这阵子有港片重拍张子强的故事。其实,香港这些年来就出了90年代的张子强,以及60年代的“三狼”,记忆中没出现过其他严重的绑票案。喔,不对,也有,富商王德辉的案件亦极严重,绑匪开价十亿美金,别说是在90年代,即连到了今天亦是天文数字,歹徒分别在中港台落网,但据说主谋的退休警长仍然在逃,被绑者也仍下落不明,严格来说仍然算是悬案。

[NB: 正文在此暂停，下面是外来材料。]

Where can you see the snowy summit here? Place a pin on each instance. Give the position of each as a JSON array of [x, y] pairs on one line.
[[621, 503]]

正因下落不明,便易让人混水摸鱼。多年来一些传媒朋友都接过报料消息,说在地球上某处发现王德辉踪影,但当然都是胡水,仅用嘴巴说说已感过瘾,觉得自己参与了某些“历史时刻”。这其实是许多网上流料的心理机制,当然有人为了某些政治目的故意放出假新闻,却另有人只是为了“刷存在感”,随随写写,PP图片,便觉掌握了某种“历史话语权”;他们不一定唯恐天下不乱,只是心底空虚,需要幻觉把自己填满。
曾听长辈说过,香港最多绑票案件是四五十年代。许多上海人带钱南下,人生路不熟,正好成为歹徒眼中的羊牯,把他们绑了,赎金以“大黄鱼”亦即系金条计算,非常禾味(好赚)。也有些热门目标是曾跟日本人合作的本地生意佬,歹徒佯称是国民政府派来的追缉汉奸专员,生意佬怕了,乖乖听话跟他们走,之后被绑,“接收”变成“劫收”,财产没了大半。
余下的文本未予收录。